Monday, March 14, 2016

How Well Did The Computers Predict The Field?

This is my annual post where I break down the RPI/Sagarin/Pomeroy numbers of the bubble teams. Below I listed the ten lowest-rated at-large teams and the ten highest-rated non-NCAA Tournament teams. Keep in mind that I am only considering at-large eligible teams, and am not listing automatic bid winners (or postseason ineligible teams).

Note that all of these numbers are as of Monday morning (i.e. they include all of the results up through Selection Sunday but do not include any post-Selection Sunday tournaments). Also note that I have added the Massey ratings this year, to include a more true measure of a team's resume.


Ten highest rated teams to miss the Tournament (NIT seed given):

30. St. Bonaventure (1)
34. Akron (6)
38. Saint Mary's (2)
39. Princeton (6)
41. San Diego State (2)
49. Valparaiso (1)
52. Monmouth (1)
54. Hofstra (5)
55. Florida (2)
62. Georgia (3)

Ten lowest rated teams to earn an at-large (seed given):
72. Syracuse (10)
63. Vanderbilt (11)
59. Temple (10)
58. Tulsa (11)
57. Michigan (11)
56. Butler (9)
53. Pittsburgh (10)
51. USC (9)
48. Cincinnati (9)
47. Wichita State (11)


Ten highest rated teams to miss the Tournament (NIT seed given):

35. Saint Mary's (2)
44. South Carolina (1)
45. Georgia Tech (4)
52. Florida (2)
54. Virginia Tech (3)
55. San Diego State (2)
56. Georgia (3)
59. Ohio State (3)
61. Valparaiso (1)
62. Kansas State (-)

Ten lowest rated teams to earn an at-large (seed given):
75. Tulsa (11)
60. Vanderbilt (11)
58. Syracuse (10)
53. Temple (10)
48. Oregon State (7)
47. VCU (10)
46. USC (9)
43. Wichita State (11)
42. Texas Tech (8)
41. Colorado (8)


Ten highest rated teams to miss the Tournament (NIT seed given):

31. Saint Mary's (2)
40. BYU (2)
43. Creighton (4)
44. Valparaiso (1)
45. Florida State (4)
47. Kansas State (-)
50. South Carolina (1)
52. San Diego State (2)
53. Clemson (-)
57. Georgia Tech (4)

Ten lowest rated teams to earn an at-large (seed given):
98. Temple (10)
66. Tulsa (11)
59. Oregon State (7)
54. Providence (9)
51. Colorado (8)
48. Texas Tech (8)
46. Dayton (7)
42. USC (9)
41. Syracuse (10)
39. Wisconsin (7)


Ten highest rated teams to miss the Tournament (NIT seed given):

34. Saint Mary's (2)
36. Valparaiso (1)
43. San Diego State (2)
44. Florida (2)
48. Creighton (4)
50. Kansas State (-)
51. South Carolina (1)
52. Florida State (4)
53. Clemson (-)
57. Houston (5)

Ten lowest rated teams to earn an at-large (seed given):
86. Temple (10)
60. Oregon State (7)
58. Tulsa (11)
56. Michigan (11)
55. Colorado (8)
54. Dayton (7)
49. USC (9)
46. Providence (9)
45. Pittsburgh (10)
42. Texas Tech (8)


Worst Teams In?

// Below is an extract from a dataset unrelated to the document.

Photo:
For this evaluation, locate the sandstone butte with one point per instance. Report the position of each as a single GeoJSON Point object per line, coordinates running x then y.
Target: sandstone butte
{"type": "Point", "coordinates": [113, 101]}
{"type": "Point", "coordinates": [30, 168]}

Worst Snubs?
The total dominance of the RPI this season might not totally be obvious from the list above. After all, St. Bonaventure was 30th in RPI, and the Selection Committee saw through the fact that it was a gamed RPI and left them out. Their Massey rating was just 67th. Akron's RPI was also far too high, and they were left out. Even the worst team in the field, Temple (the worst at-large team I've ever tracked in Pomeroy or Sagarin in all the years I've been blogging), had a resume that wasn't really too far off of a reasonable at-large bid. They were super lucky in close games, so despite being a very mediocre team, they had a bubbly resume.

The Selection Committee wasn't perfect at seeing through gamed RPIs, though. If you look at the ten weakest Massey ratings to get in, the most glaring teams besides Tulsa are Texas Tech (I wrote about their gamed schedule here), and three Pac-12 teams (the entire Pac-12 was overrated in the RPI). So, no surprise there.

But the RPI ratings themselves weren't the problem last night. It was the RPI-related metrics:

"RPI Top 50" Uber Alles
Anytime there was a confusing seeding last night, Record vs the RPI Top 50 or Record vs the RPI Top 100 was why. Why was Texas A&M seeded ahead of Kentucky? Why was Oregon State so high? Why was St. Bonaventure left out? Why did Syracuse get in? Why were small conference teams left out? Why was Purdue behind Iowa State? The answer to every single one of those questions is: Record vs the RPI Top 50/100.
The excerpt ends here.